I inquired of the waiter as to the farm where the Colorado lamb was from. I was met with a blank stare. He responded that he didn't know and turned to inquire of the sommelier if he knew (which he didn't). I was never given the information that I requested. After all, Colorado Lamb is all the rage - isn't that enough information, or perhaps the source is closely held? The waiter did know that the dinner rolls came from Acme.
Jack on the Wine List, and more:
I wonder if the only reason Michael Mina got two Michelin stars is because the average bottle price is $300. I could not believe that restaurant critic Michael Bauer said their wine list had "Good values"! And he also said that it's a gorgeous room...well I suppose if you like big stone columns and gray everywhere you look. I think it would be more appropriate for holding a very elegant wake. The food: Each dish is prepared three ways for the tasting menu; so they would get it right 1 or 2 of the 3... but meaning, the others were just so-so (well, the Kobe-style beef dish - two tasted like good beef stew, but nothing more, and the third preparation had no appeal whatsoever).
You may notice that we do not give out a lot of praise.
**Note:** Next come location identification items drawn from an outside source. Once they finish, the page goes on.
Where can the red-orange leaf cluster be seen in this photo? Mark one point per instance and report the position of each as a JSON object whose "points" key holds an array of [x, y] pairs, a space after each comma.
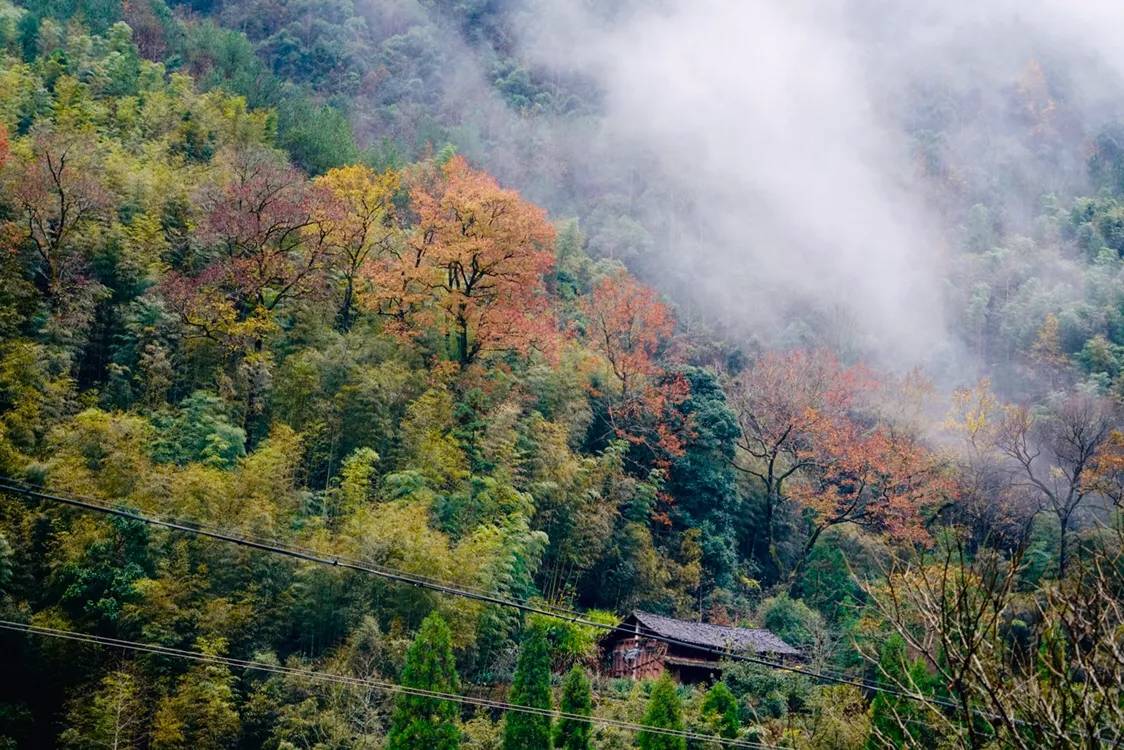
{"points": [[808, 435], [631, 327]]}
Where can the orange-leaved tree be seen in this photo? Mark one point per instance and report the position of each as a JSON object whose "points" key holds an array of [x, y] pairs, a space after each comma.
{"points": [[785, 403], [472, 267], [359, 215], [270, 249], [808, 436], [632, 328]]}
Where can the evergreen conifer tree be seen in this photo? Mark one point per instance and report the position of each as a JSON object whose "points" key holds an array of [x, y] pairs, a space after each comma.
{"points": [[531, 687], [577, 698], [664, 711], [899, 722], [420, 722]]}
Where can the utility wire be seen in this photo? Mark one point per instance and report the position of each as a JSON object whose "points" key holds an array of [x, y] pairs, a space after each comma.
{"points": [[279, 547], [360, 681]]}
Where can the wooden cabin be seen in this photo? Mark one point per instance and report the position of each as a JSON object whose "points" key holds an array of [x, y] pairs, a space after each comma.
{"points": [[646, 645]]}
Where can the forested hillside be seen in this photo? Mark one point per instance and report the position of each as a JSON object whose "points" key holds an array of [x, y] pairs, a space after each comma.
{"points": [[327, 373]]}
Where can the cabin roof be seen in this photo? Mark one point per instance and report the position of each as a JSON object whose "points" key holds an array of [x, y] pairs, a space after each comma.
{"points": [[745, 640]]}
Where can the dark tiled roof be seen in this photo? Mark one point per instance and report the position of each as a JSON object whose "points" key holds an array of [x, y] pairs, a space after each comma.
{"points": [[745, 640]]}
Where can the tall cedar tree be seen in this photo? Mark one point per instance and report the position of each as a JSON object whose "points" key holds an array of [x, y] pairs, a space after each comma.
{"points": [[577, 698], [719, 708], [420, 722], [664, 711], [531, 687]]}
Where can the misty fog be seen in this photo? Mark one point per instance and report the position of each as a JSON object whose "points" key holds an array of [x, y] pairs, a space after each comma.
{"points": [[766, 161]]}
Having been to so many high-quality restaurants, it's pretty tough to impress us.
Most of our reviews are based on just one visit. We neither have the time nor the money (or often, the inclination) to visit most restaurants multiple times. So, please keep in mind that a single-visit review is a snapshot - the restaurant may be "on it" that day - or not. If the meal has a calamity involved (foreign objects in the food, wine poured on us, etc.) we try not to let it shade the overall review.